Rio [de Janeiro], 17 de janeiro de 1942

Meu caro João Cabral,

A falta de resposta deve implicar consentimento, não desaprovação. Como você pensa de outro modo, quero manifestar-lhe expressamente minha opinião sobre a inclusão do seu livro na coletânea de Vicente do Rego Monteiro.[1] Acho que você deve publicar. Sou de opinião que tudo deve ser publicado, uma vez que foi escrito. Escrever para si mesmo é narcisismo, ou medo disfarçado em timidez. Sem dúvida, todo sujeito honesto escreve por necessidade, mas nessa necessidade está latente a ideia de comunicação. Os outros que gostem ou não gostem. A reação do público evidentemente interessa, mas não deve impressionar muito o autor. Daqui a vinte, trinta anos que ficará dos nossos atuais pontos de vista e juízos críticos? As obras terão que ser examinadas de novo. E então haverá uma importância maior no julgamento, ao qual, provavelmente, não estaremos presentes.

Como você vê, eu acho que se deve publicar tudo, menos pelo valor da experiência do que pela operação de extravasamento da personalidade, de outro modo cativa, e pela tomada de contato com o mundo exterior, que é fértil em sugestões e excitações para o autor. Se lhe desagradar a opinião dos jornais e revistas, não publique para eles; publique para o povo. Mas o povo não lê poesia… Quem disse? Não dão ao povo poesia. Ele, por sua vez, ignora os poetas.

É certo que sua poesia tem muito hermetismo para o leitor comum, mas se você a faz assim hermética porque não pode fazê-la de outro jeito, se você é hermético, que se ofereça assim mesmo ao povo. Ele tem um instinto vigoroso, quase virgem, e ficará perturbado com as suas associações de coisas e estados de espírito, que excedem a lógica rotineira. Já meditou na fascinante experiência que seria fazer livros de custo ínfimo, com páginas sugestivas, levando a poesia moderna aos operários, aos pequenos funcionários públicos, a toda essa gente atualmente condenada a absorver uma literatura de quarta classe porque se convencionou reservar certos gêneros e tendências para o pessoal dos salões e das universidades?

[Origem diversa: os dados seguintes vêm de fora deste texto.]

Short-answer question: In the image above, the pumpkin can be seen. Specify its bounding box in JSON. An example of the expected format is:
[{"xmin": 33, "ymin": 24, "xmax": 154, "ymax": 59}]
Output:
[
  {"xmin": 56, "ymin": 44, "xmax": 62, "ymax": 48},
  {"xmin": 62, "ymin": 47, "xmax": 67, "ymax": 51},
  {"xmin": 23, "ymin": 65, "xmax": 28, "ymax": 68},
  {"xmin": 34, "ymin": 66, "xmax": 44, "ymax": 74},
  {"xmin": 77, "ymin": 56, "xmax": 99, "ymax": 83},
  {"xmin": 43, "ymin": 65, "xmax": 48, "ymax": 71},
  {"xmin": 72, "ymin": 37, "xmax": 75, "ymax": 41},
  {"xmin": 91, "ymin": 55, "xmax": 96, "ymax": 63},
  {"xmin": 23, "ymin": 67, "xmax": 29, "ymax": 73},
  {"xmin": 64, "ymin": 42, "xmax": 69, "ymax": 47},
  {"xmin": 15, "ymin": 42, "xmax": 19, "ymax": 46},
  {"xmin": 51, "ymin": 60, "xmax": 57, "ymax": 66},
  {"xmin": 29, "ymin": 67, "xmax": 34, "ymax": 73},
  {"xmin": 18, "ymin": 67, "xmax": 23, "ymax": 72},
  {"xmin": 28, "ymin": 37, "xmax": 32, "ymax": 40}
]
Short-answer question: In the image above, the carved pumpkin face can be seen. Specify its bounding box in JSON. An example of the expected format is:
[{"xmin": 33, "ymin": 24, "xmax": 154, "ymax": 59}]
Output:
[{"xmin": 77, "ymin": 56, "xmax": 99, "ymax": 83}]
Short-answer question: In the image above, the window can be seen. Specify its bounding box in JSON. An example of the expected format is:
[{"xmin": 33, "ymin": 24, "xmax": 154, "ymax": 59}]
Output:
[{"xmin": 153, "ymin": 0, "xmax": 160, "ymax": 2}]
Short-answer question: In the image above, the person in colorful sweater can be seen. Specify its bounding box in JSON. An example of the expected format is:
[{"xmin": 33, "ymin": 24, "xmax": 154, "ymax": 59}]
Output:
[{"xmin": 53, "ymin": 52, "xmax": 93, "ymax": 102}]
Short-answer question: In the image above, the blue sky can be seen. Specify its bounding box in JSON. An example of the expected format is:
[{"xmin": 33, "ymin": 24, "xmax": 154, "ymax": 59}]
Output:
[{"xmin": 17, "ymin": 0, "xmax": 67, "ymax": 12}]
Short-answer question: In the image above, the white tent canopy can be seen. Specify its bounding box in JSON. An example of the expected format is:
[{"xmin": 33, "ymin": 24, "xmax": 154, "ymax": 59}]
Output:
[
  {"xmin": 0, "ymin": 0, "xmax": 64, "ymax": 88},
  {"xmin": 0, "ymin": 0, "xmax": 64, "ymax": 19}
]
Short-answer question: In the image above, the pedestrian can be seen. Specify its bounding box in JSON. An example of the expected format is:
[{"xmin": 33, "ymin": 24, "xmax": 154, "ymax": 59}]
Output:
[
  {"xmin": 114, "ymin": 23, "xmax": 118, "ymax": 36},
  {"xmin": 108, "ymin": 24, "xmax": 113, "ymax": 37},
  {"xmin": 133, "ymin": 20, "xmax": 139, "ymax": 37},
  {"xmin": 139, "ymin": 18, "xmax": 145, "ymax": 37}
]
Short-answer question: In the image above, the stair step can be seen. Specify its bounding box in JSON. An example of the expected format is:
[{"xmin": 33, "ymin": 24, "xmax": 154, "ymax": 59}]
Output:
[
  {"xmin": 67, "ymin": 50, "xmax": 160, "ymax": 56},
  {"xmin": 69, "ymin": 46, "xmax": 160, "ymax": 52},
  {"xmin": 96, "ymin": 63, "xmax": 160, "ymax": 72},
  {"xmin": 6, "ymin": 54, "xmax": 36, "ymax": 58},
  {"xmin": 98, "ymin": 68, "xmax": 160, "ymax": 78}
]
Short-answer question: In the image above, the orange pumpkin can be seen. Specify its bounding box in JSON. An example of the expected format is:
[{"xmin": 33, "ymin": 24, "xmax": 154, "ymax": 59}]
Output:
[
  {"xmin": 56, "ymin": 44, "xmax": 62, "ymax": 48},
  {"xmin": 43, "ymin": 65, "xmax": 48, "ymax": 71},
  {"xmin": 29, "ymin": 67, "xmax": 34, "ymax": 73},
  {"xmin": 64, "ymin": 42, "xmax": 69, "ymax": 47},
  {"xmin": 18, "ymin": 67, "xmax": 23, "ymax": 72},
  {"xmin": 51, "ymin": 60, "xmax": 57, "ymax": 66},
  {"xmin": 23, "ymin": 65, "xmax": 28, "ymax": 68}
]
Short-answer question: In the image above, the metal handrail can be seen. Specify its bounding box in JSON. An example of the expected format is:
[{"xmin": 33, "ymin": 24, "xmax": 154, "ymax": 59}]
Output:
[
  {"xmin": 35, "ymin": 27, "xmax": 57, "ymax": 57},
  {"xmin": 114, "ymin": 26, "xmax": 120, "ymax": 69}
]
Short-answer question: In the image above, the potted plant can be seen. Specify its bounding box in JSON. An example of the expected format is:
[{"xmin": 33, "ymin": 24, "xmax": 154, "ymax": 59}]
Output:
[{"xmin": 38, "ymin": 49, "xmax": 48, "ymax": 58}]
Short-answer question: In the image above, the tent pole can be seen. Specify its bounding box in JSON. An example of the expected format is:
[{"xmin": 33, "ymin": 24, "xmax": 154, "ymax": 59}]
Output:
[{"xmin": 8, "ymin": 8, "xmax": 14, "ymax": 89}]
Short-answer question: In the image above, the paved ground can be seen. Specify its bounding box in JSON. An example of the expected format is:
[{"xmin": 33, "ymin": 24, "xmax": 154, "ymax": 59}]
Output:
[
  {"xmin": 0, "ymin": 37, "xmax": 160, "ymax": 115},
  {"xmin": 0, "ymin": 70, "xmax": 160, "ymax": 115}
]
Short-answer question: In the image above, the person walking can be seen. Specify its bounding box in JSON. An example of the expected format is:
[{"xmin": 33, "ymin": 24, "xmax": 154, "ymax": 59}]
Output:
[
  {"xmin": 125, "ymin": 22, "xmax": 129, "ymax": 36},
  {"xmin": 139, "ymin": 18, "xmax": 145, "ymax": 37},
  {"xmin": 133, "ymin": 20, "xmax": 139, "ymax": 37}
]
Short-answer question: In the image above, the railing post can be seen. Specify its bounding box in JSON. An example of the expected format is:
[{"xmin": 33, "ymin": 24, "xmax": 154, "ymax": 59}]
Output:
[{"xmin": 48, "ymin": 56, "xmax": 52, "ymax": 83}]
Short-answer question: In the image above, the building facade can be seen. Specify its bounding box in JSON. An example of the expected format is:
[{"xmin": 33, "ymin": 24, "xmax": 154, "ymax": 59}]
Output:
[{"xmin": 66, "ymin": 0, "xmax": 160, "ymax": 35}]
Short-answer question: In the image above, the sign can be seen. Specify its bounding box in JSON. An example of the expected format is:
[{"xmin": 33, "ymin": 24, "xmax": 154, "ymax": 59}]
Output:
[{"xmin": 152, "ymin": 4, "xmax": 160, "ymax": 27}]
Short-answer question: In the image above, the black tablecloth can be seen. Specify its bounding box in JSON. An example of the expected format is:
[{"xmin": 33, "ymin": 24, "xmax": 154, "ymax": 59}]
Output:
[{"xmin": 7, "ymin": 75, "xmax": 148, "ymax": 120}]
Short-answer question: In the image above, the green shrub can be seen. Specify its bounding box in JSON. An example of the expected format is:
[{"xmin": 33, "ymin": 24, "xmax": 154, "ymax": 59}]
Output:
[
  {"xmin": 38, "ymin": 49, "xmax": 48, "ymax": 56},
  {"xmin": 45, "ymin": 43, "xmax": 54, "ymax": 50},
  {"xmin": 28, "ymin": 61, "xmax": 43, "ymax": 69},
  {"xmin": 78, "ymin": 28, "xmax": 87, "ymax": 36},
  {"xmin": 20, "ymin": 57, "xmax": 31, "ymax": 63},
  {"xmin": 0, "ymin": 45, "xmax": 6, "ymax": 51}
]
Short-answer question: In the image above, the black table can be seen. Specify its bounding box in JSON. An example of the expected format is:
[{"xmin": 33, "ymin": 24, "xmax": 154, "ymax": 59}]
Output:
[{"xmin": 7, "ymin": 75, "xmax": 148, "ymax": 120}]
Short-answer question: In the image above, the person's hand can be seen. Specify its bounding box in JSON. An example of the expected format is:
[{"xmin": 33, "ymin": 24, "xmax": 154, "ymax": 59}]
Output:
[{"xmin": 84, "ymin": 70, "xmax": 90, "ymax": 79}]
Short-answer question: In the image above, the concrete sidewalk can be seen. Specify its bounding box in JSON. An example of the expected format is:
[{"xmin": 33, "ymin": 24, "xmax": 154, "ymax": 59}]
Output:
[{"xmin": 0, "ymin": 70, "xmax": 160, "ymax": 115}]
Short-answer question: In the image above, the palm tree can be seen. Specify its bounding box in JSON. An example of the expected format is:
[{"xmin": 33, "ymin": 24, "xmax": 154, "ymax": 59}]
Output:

Eu acredito de certo que sua fase poética atual é fase de transição que você, com métodos, inclusive os mais velhos, está procurando caminho, e que há muita coisa ainda a fazer antes de chegarmos a uma poesia integrada ao nosso tempo, que o exprima limpidamente e que ao mesmo tempo o supere. Não devemos nos desanimar com isso. Desde que estejamos vivos, as experiências se realizarão dentro e fora de nós, e haverá possibilidade de progredir na aventura poética. O essencial mesmo é viver e acreditar na força formidável da vida, que é nosso alimento e nosso material de trabalho.

Estou sentindo um prazer tão grande em escrever-lhe esta carta. Não a reli e acredito que esteja muito desordenada e cheia de afirmações insignificantes, mas o prazer vem da conversa com você, sobre temas que me são caros, e na certeza de que há em você bastante simpatia humana para aceitar este lero-lero.

Ainda não escrevi ao Otávio de Freitas Júnior. Que vergonha! Mas farei isso qualquer desses próximos dias.

Afinal você não passou pelo Rio. Ou passou e não me procurou? Mande notícias.

Um abraço do

Carlos Drummond

P.S.: Obrigado pela dedicatória![2] Ia-me esquecendo.

Bem traçadas linhas: a história do Brasil em cartas pessoais. Organização de Renato Lemos. Rio de Janeiro: Bom Texto, 2004, pp. 358-359.

[1] N.S.: Pedra do sono, livro de estreia de Cabral, acabou sendo impresso de forma independente em maio de 1942.
[2] N.S.: Cabral dedicou Pedra do sono a Drummond.